Regardless of how supportive the white and straight students may be of the group’s mission, they are not allowed to participate in the group’s activities, events, or discussions.
“For our allies: we do appreciate your voices and commitment to dismantling racism and homophobia; however, please note that this is a space created for LGBTQIA and/or same-gender-loving people of color,” reads the group’s website.
Campus Reform reached out to the group, and one member responded by parroting the group’s description on its Facebook page.
“Tongues Untied (TU) is a space that was created by and for indigenous people and people of color who identify as queer and/or trans,” reads the Facebook description.
The group is housed under the direction of the University of Minnesota’s Gender and Sexuality Center for Queer and Trans Life, which is itself part of the Office for Equity and Diversity.

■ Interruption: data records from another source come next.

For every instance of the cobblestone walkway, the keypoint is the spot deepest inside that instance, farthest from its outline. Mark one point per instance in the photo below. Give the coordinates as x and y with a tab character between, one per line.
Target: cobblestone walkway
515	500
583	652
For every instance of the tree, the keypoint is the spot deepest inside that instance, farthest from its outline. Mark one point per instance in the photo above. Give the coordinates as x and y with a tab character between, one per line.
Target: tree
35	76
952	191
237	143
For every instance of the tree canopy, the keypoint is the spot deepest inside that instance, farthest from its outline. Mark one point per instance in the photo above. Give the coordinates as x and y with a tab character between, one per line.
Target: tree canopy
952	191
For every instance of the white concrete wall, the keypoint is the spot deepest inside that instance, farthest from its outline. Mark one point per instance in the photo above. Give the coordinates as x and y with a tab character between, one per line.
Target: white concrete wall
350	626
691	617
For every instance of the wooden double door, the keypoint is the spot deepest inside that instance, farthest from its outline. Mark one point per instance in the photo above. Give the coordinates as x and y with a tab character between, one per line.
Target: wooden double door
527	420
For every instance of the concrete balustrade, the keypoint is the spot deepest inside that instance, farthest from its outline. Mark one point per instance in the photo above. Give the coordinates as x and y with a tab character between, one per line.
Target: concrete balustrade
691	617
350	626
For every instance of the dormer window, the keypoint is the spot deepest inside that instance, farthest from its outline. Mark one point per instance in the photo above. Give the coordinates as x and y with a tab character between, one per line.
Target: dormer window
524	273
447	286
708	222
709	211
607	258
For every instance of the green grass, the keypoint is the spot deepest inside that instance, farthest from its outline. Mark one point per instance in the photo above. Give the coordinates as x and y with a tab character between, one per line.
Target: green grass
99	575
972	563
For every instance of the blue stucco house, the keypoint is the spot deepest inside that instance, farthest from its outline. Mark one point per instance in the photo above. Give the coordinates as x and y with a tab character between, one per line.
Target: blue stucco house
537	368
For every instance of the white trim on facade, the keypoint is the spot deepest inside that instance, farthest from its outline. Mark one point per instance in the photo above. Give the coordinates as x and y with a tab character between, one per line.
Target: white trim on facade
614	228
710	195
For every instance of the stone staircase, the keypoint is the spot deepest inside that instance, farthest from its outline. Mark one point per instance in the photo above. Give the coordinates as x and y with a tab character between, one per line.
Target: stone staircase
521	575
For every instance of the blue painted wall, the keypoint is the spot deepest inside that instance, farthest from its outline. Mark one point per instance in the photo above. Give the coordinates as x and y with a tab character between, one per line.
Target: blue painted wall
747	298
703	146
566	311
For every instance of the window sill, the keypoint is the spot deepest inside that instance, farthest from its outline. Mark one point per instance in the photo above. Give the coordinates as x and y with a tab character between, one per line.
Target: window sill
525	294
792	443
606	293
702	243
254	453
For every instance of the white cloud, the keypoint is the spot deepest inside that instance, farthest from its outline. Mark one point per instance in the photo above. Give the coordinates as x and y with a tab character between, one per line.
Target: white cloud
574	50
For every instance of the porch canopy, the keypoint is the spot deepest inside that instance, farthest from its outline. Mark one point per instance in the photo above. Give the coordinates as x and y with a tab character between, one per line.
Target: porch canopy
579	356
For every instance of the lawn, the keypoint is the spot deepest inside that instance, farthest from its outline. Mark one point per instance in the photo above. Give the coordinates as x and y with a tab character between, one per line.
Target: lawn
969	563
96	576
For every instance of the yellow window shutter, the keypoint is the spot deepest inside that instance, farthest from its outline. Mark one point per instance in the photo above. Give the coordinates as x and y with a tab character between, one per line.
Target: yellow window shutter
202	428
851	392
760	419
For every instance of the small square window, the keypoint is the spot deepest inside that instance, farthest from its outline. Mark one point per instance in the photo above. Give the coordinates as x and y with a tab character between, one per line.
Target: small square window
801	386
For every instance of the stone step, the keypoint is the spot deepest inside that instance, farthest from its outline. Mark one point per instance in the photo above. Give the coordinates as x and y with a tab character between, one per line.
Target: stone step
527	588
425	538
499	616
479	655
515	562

The group is called Tongues Untied, and is named after a 1989 documentary of the same name. That documentary is a combination of documentary footage exploring African American gay culture, and director Marlon Riggs detailing his own experiences as a gay man.
The movie was the source of some controversy when it was released. At the time, Republican presidential candidate Pat Buchanan, in his primary bid against incumbent President George H.W. Bush, called Tongues Untied an example of how Bush’s administration was using taxpayer money to fund what he called “pornographic art.”
Riggs responded to the allegations by saying that, “Implicit in the much overworked rhetoric of community standards is the assumption of only one central community (patriarchal, heterosexual and usually white).”